Objective: A defect of the waking systems could constitute a factor of vulnerability for sudden infant death syndrome (SIDS). A decrease in orexin levels, which promotes wakefulness and activates histaminergic neurons (another hypothalamic wake-promoting system) has already been demonstrated between 2 and 6 months. This work aims to study the levels of histamine (HA), tele-methylhistamine (t-MeHA), its direct metabolite, and t-MeHA/HA ratio in the cerebrospinal fluid (CSF) of healthy children, to evaluate the maturation of the histaminergic system and its possible involvement in SIDS.

Methods: Seventy Eight French children between 0 and 20 years (48.7% boys) were included, all of whom had a clinical indication for lumbar puncture, but subsequently found to be normal.

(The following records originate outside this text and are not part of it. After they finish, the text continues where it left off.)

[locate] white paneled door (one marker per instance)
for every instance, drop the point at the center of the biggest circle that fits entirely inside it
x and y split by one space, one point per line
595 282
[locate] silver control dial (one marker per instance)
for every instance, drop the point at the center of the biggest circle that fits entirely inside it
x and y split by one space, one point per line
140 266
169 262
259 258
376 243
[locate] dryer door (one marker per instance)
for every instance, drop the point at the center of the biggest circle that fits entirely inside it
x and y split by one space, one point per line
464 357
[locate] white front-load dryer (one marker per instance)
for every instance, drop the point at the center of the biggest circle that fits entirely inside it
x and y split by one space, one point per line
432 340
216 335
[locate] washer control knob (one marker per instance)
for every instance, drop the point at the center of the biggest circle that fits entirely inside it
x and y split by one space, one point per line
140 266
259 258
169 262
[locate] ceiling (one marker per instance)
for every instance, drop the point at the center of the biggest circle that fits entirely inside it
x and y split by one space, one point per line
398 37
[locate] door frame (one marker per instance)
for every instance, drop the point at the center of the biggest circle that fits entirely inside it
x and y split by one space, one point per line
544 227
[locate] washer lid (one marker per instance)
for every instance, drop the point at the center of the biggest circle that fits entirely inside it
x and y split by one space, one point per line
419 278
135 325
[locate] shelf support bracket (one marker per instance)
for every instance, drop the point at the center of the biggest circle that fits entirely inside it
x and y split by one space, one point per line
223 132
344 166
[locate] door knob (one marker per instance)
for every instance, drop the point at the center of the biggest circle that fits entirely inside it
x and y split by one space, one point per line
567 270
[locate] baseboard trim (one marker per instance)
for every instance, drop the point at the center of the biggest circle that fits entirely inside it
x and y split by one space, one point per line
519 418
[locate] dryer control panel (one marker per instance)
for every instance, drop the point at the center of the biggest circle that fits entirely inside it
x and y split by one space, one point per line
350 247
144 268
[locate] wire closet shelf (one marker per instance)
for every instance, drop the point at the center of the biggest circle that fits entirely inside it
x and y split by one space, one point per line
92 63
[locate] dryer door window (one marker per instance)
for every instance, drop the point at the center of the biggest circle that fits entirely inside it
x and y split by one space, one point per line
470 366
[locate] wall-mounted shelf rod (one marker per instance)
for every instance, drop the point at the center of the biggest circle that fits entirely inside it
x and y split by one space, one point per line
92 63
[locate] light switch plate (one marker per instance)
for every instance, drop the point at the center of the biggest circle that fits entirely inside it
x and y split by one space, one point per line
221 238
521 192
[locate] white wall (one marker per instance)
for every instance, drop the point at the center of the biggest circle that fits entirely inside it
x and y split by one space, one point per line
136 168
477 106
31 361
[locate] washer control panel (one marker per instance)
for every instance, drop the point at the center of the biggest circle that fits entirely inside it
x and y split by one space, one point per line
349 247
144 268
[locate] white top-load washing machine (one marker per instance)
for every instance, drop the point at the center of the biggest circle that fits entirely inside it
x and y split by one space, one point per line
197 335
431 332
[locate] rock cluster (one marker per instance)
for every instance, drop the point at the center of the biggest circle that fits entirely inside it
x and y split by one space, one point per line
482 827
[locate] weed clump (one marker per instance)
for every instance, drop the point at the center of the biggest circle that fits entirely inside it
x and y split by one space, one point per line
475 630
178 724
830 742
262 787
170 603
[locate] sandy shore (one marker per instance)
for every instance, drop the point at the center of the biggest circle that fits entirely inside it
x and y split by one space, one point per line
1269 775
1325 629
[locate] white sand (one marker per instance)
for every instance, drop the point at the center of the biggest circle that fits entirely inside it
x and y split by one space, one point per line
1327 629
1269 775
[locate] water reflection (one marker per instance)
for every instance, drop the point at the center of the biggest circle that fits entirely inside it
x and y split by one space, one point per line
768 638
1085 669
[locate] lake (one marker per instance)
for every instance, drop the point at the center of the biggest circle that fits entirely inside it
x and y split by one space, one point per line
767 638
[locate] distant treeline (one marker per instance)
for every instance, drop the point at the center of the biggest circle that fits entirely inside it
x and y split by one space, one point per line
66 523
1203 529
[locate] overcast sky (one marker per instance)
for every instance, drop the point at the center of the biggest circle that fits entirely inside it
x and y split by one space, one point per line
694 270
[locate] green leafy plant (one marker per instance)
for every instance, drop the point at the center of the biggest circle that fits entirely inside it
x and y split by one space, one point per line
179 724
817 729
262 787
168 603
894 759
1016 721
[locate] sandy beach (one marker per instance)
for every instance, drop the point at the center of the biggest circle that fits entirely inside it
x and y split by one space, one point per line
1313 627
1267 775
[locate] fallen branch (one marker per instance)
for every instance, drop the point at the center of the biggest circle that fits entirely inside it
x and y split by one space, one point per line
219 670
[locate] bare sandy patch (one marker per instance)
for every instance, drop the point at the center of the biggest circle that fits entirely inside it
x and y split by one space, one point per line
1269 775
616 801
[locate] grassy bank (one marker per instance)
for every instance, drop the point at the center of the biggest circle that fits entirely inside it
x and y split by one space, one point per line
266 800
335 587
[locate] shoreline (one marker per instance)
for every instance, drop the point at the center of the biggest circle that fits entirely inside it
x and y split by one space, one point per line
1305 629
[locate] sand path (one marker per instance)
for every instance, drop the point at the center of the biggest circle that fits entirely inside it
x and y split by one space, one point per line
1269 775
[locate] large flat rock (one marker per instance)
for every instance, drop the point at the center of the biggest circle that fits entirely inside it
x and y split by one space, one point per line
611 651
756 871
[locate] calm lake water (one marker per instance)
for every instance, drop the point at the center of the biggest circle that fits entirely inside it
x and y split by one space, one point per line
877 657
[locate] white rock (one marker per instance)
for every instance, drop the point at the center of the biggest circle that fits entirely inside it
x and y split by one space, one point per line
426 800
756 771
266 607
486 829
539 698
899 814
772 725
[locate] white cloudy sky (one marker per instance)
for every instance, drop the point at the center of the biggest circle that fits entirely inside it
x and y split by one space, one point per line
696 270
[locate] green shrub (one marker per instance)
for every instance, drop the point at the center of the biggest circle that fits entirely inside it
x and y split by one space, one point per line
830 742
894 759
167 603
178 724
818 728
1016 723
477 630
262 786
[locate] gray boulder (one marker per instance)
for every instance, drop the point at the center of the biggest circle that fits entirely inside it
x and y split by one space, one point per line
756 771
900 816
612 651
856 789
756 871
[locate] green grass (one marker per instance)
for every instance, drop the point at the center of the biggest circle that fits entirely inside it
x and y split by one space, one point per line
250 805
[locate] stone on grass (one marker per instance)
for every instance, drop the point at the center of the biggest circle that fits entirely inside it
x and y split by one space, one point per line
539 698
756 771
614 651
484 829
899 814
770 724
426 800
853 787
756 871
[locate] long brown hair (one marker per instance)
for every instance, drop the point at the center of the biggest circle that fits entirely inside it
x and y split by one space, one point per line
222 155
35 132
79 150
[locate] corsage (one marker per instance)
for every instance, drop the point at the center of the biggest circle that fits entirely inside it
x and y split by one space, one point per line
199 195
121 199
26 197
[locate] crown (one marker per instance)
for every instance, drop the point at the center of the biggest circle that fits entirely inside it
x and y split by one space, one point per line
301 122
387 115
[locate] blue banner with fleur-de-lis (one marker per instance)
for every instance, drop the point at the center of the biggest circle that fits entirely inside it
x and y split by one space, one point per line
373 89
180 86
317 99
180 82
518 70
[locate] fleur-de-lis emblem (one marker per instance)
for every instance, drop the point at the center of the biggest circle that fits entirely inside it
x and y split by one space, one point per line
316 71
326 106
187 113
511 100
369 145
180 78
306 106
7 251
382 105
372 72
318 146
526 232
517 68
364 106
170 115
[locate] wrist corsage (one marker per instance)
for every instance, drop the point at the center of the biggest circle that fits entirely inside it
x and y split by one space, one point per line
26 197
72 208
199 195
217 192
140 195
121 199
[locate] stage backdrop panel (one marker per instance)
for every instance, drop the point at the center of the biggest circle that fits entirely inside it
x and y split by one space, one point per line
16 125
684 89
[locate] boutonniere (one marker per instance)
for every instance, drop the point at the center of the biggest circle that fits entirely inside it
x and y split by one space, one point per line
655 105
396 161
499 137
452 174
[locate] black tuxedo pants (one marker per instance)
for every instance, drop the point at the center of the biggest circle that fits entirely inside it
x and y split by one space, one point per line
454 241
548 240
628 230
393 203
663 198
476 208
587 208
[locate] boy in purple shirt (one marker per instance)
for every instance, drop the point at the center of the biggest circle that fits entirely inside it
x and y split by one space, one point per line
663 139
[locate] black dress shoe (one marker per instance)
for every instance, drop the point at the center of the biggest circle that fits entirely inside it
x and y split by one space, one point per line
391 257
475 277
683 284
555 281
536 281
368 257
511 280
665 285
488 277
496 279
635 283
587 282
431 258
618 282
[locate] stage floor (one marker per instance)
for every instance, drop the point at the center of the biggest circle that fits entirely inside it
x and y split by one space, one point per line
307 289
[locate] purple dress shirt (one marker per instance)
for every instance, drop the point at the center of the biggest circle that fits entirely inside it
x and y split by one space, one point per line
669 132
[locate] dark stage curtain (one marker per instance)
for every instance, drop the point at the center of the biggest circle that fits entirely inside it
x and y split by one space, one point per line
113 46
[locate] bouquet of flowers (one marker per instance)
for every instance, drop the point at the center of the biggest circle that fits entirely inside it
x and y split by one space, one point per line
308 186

Measurements of HA and t-MeHA in CSF were performed by reverse phase liquid chromatography coupled to mass spectrometry detection. Statistical analyses were performed using Spearman correlations and Non-parametric pairwise ranking tests.

Results: A negative correlation was found between age and CSF HA (r = −0.44, p < 10⁻⁴) and t-MeHA (r = −0.70, p < 10⁻⁴) levels. In pairwise comparisons, no difference in CSF HA and t-MeHA levels was observed between youngest age groups (i.e., 0–2 mo vs. 3–6 mo), but CSF HA and t-MeHA levels were significantly lower in older children (i.e., >6 mo vs. 0–6 mo). The CSF HA decrease with age was only observed in boys, who also presented global lower CSF HA levels than girls.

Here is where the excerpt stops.